Halbzeit-Bilanz

Zurzibieter Drittliga-Fussballer: Alle drei Teams können ihre unterschiedlich hohen Ziele noch erreichen

Kevin Keller (Döttingen, links) und Dimitri Schneider (Würenlingen, rechts) kämpfen um den Ball.

Derbyzeit in der 3. Liga

Kevin Keller (Döttingen, links) und Dimitri Schneider (Würenlingen, rechts) kämpfen um den Ball.

Die erste Saisonhälfte ist vorbei. Der FC Koblenz steht wie erwartet weit oben in der Drittliga-Tabelle, Würenlingen quartiert sich im Mittelfeld ein, Döttingen kämpft gegen den Abstieg. Nach der Vorrunde ziehen die drei Zurzibieter Teams unterschiedliche Bilanzen.

13 der 26 Runden sind absolviert, auf den Fussballplätzen ist in der 3. Liga immer viel los. So auch bei den drei Derbys im Zurzibiet. Zunächst spielten Döttingen und Würenlingen 2:2 unentschieden, später gewann Würenlingen überraschend mit 3:0 gegen Koblenz und zum Abschluss der Vorrunde bezwang Kolenz Döttingen mit 3:1.

Würenlingen und die Sache mit der Konzentration

Damit hat der FC Würenlingen die beste Derbybilanz. Zufrieden ist man beim Verein aber nur bedingt mit der Vorrunde, die man auf dem 9. Rang beendet hat. "Dass wir in vielen Spielen in der Schlussphase Tore kassiert haben, ärgert uns", sagt Captain Luis Künzi. Trotzdem bleibt der 3:0-Sieg gegen Koblenz das Highlight der ersten Saisonhälfte. Künzi sagt: "Das war unser bestes Spiel." In der Rückrunde sei es wichtig, die Konzentration immer aufrecht zu erhalten, damit enge Spiele auch gewonnen werden können. So sei vielleicht auch gegen vorne noch ein Sprung möglich, meint Künzi. Würenlingen liegt acht Punkte hinter dem Lokalrivalen aus Koblenz.

Der Mittelfeldspieler zieht beim FC Würenlingen die Fäden.

Jeton Kicaj

Der Mittelfeldspieler zieht beim FC Würenlingen die Fäden.

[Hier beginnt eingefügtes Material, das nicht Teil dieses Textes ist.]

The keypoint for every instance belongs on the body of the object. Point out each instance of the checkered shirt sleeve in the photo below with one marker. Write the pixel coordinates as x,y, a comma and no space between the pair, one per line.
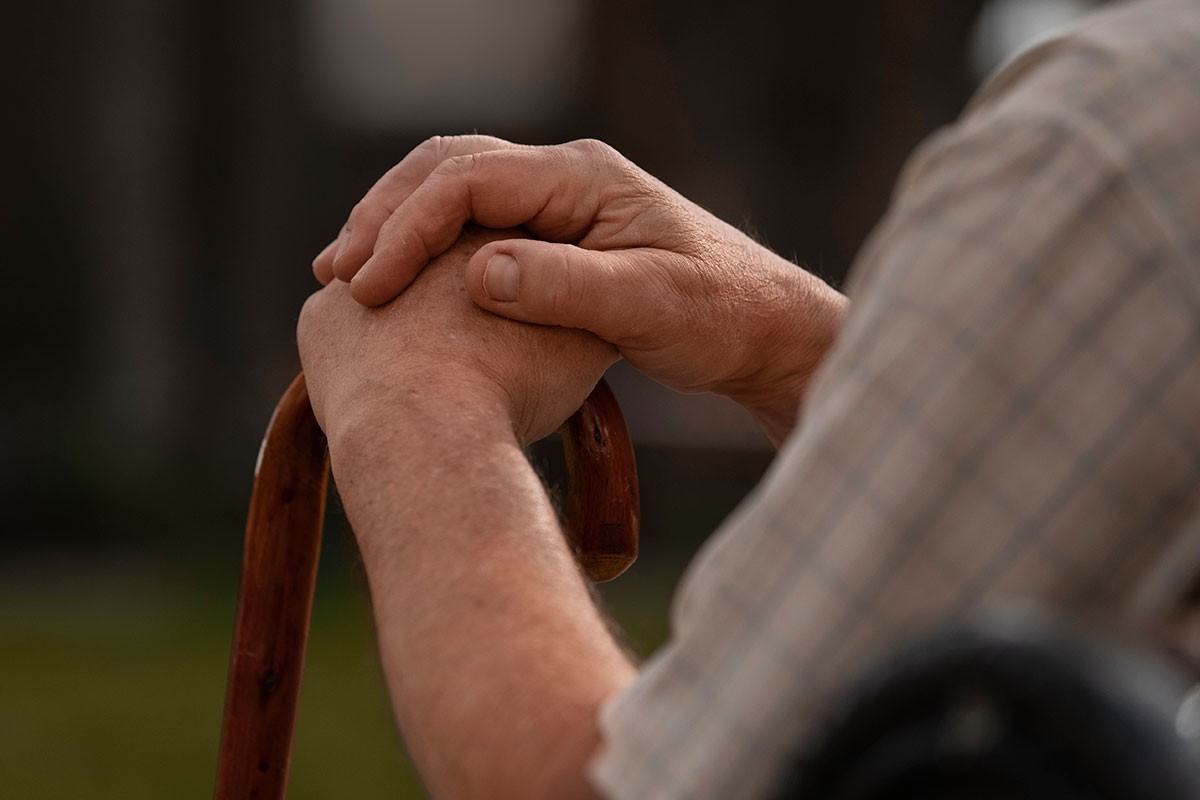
1012,411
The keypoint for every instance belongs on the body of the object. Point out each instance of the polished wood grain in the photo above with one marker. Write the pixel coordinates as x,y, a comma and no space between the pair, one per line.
282,542
287,509
603,507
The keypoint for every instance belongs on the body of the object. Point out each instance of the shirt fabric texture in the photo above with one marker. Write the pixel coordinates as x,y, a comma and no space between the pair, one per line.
1011,413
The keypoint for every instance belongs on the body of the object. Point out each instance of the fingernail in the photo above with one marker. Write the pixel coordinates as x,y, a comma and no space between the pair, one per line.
501,277
346,242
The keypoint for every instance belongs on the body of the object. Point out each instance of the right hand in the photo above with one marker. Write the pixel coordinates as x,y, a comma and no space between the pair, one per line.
687,299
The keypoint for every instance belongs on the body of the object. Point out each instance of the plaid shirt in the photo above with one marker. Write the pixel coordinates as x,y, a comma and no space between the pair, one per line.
1012,413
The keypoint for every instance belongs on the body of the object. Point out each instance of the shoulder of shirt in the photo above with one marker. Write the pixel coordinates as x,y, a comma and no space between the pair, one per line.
1116,42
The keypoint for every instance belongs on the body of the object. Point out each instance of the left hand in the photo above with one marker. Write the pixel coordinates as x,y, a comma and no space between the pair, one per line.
435,355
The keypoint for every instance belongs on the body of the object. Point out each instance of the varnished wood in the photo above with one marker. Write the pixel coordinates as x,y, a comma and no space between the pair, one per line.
280,570
287,507
603,509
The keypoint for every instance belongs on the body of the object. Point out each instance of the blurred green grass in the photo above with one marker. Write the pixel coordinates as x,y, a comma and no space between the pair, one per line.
112,681
113,668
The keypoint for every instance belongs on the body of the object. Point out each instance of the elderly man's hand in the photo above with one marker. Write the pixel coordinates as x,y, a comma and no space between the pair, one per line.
433,358
688,300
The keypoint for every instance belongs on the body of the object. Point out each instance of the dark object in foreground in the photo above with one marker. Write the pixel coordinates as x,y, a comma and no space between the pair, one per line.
287,509
1012,708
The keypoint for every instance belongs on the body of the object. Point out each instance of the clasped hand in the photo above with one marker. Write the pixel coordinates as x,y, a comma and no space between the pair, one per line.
431,356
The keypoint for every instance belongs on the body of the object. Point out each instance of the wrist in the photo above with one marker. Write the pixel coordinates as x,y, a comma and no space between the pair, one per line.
417,410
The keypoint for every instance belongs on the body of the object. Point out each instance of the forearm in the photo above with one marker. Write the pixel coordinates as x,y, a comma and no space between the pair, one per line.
796,323
496,657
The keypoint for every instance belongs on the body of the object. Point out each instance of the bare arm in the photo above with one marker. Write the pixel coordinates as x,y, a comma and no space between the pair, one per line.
497,660
495,654
685,298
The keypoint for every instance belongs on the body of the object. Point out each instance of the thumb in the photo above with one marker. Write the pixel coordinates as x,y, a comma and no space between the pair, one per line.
605,292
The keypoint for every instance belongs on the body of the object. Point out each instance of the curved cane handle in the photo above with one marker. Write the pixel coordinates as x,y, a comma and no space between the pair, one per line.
287,507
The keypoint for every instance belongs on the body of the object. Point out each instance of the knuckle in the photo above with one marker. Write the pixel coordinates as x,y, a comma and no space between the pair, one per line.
597,150
565,290
358,212
465,166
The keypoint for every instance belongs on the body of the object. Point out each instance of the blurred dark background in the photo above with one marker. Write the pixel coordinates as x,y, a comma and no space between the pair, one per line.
171,168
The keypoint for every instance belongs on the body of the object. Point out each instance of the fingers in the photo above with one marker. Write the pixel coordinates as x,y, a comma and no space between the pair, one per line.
618,295
557,192
355,241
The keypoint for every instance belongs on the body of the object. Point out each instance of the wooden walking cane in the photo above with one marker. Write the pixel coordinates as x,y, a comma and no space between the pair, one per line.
287,507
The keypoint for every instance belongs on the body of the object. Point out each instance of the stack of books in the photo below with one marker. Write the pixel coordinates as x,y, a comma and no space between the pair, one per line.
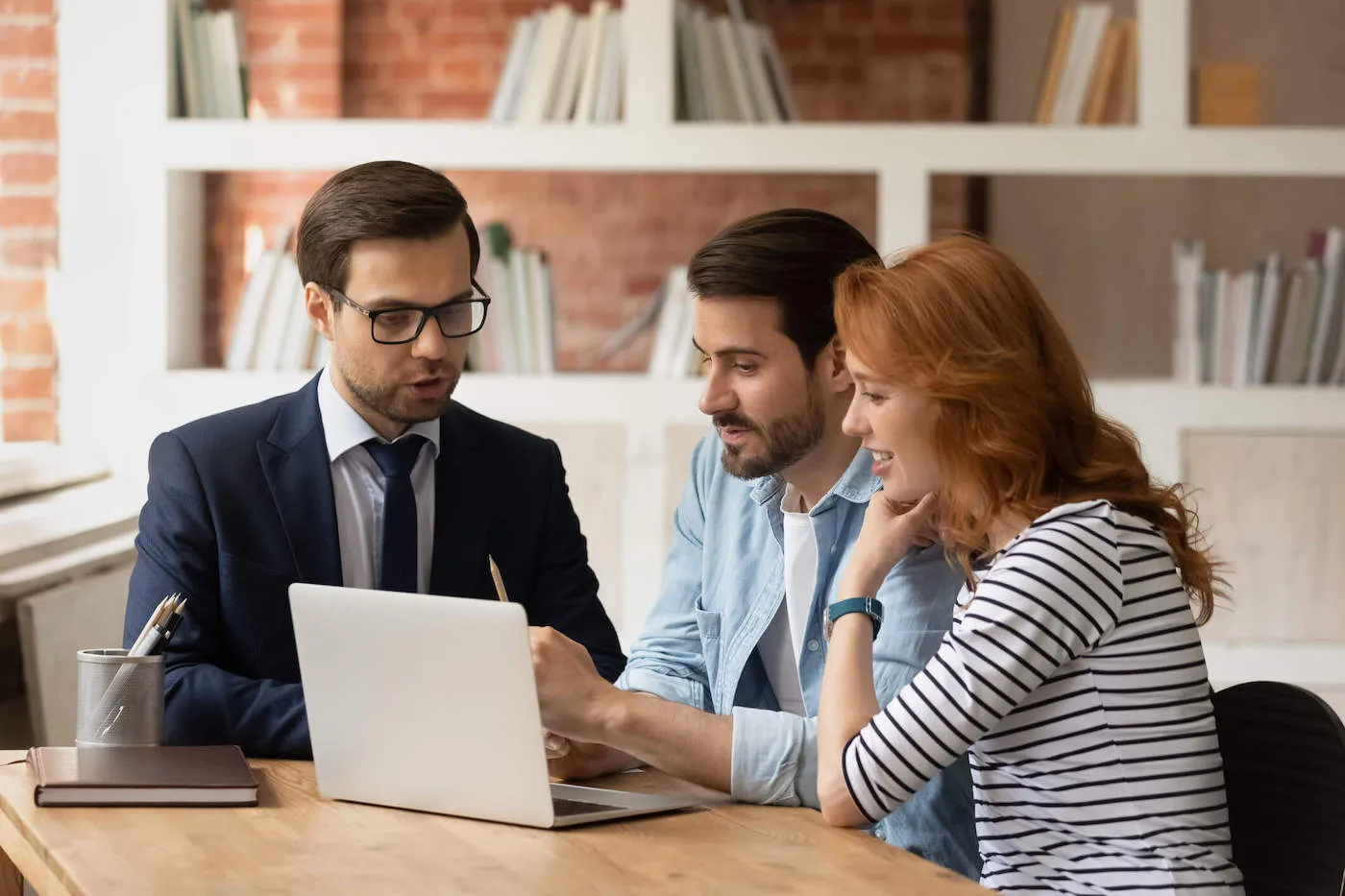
1271,323
729,67
271,329
562,66
520,332
1088,76
211,70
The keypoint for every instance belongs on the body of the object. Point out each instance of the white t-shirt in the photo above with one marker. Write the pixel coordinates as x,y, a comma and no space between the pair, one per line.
782,644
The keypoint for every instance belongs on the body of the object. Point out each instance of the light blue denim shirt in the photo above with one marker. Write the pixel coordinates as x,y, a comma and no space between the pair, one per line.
722,586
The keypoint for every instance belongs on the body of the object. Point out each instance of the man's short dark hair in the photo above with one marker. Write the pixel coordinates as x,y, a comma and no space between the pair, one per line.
377,201
791,255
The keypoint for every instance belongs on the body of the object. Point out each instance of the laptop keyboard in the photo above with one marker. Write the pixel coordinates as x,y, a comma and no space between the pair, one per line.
578,808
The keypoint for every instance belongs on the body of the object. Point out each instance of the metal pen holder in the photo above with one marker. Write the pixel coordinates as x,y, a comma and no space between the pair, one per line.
121,698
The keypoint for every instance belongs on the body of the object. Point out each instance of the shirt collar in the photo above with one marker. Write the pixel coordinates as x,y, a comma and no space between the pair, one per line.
856,485
346,429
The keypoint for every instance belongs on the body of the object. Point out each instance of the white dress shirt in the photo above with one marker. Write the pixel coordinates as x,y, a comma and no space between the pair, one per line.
358,489
782,644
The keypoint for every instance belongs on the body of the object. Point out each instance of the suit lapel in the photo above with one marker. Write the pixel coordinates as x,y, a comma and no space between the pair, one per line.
457,567
293,459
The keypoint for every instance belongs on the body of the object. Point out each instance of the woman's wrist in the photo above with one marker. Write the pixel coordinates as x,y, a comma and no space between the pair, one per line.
860,580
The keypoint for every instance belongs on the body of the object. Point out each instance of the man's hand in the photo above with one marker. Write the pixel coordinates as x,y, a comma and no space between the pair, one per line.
572,694
581,762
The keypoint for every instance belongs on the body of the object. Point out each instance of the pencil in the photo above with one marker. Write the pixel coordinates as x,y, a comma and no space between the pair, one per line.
500,583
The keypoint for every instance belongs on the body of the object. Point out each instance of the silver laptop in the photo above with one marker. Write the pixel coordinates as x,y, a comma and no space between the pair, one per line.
429,702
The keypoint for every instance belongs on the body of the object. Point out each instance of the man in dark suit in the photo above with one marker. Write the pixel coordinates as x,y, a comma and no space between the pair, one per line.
367,476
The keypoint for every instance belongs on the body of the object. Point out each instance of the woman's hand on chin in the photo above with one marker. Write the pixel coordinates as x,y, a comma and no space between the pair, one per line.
890,530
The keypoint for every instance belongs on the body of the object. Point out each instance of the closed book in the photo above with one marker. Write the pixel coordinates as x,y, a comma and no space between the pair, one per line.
141,777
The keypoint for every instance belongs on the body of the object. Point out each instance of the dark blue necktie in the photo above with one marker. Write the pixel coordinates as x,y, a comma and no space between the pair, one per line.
400,567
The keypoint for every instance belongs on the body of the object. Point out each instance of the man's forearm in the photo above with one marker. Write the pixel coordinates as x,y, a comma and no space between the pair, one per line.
679,740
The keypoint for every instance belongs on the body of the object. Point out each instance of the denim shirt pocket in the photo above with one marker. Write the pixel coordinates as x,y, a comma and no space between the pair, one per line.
708,623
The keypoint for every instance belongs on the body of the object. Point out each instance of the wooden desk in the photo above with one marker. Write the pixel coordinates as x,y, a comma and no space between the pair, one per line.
298,842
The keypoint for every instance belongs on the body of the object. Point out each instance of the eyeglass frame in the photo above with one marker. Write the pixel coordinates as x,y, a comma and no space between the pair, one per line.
479,295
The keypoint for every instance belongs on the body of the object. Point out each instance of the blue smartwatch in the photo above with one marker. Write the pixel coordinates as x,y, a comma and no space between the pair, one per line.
868,606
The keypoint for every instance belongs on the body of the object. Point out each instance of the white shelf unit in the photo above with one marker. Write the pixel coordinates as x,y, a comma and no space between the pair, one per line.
130,298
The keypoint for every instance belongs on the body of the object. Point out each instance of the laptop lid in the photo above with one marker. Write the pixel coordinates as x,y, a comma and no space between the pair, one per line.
423,701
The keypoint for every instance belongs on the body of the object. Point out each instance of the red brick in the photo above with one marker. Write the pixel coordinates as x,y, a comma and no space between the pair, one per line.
897,12
27,211
27,42
23,296
16,252
27,382
844,44
27,125
27,7
27,84
22,336
30,425
273,13
29,167
464,71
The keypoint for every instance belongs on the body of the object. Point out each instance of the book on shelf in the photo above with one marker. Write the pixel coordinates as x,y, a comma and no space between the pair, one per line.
562,66
520,331
1271,323
728,67
210,61
271,329
1088,74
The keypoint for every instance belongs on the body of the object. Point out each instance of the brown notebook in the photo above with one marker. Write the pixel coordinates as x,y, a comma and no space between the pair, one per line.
141,777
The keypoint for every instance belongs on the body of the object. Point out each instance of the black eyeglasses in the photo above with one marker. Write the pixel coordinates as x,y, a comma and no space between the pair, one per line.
397,326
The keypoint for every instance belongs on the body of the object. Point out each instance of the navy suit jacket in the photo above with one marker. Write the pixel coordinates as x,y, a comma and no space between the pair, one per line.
239,506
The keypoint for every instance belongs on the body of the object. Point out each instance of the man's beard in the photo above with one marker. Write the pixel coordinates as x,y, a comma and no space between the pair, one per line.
385,401
787,440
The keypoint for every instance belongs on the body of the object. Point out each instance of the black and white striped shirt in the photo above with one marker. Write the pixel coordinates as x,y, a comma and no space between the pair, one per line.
1076,678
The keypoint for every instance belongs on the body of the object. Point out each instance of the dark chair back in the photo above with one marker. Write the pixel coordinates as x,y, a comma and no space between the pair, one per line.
1284,774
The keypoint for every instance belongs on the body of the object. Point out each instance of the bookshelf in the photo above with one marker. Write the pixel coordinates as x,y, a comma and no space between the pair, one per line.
128,302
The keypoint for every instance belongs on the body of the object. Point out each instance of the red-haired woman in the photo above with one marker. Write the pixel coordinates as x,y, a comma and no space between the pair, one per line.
1073,671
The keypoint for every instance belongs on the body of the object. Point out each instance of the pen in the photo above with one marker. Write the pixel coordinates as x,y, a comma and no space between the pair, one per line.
154,630
500,583
157,633
150,623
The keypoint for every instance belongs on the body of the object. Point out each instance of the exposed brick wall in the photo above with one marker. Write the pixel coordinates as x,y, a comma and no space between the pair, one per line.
609,237
874,60
27,218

FC Koblenz: Über Defensive zum Erfolg

Apropos Koblenz: Die Rheintaler haben eine starke erste Saisonhälfte hingelegt und finden sich in der Spitzengruppe wieder. Sie liegen derzeit auf dem fünften Rang, punktgleich mit den Zweit-, Dritt- und Viertplatzierten. Trainer Cimran Kurtisi ist mehrheitlich zufrieden. Er sagt: "Die zwei Niederlagen gegen Mellingen und Würenlingen haben uns wehgetan, klar. Dafür stehen wir im Cup-Viertelfinal und haben in vielen Meisterschaftsspielen die Gegner dominieren können." Zudem haben sich die Koblenzer in der Abwehr gegenüber dem Vorjahr stabilisiert. Mit nur 16 Gegentoren in 13 Spielen weist man zusammen mit Bremgarten die beste Defensive aus. Daher rechnet sich Kurtisi gute Chancen aus, um als Spitzenteam weiter um den Aufstieg zu spielen.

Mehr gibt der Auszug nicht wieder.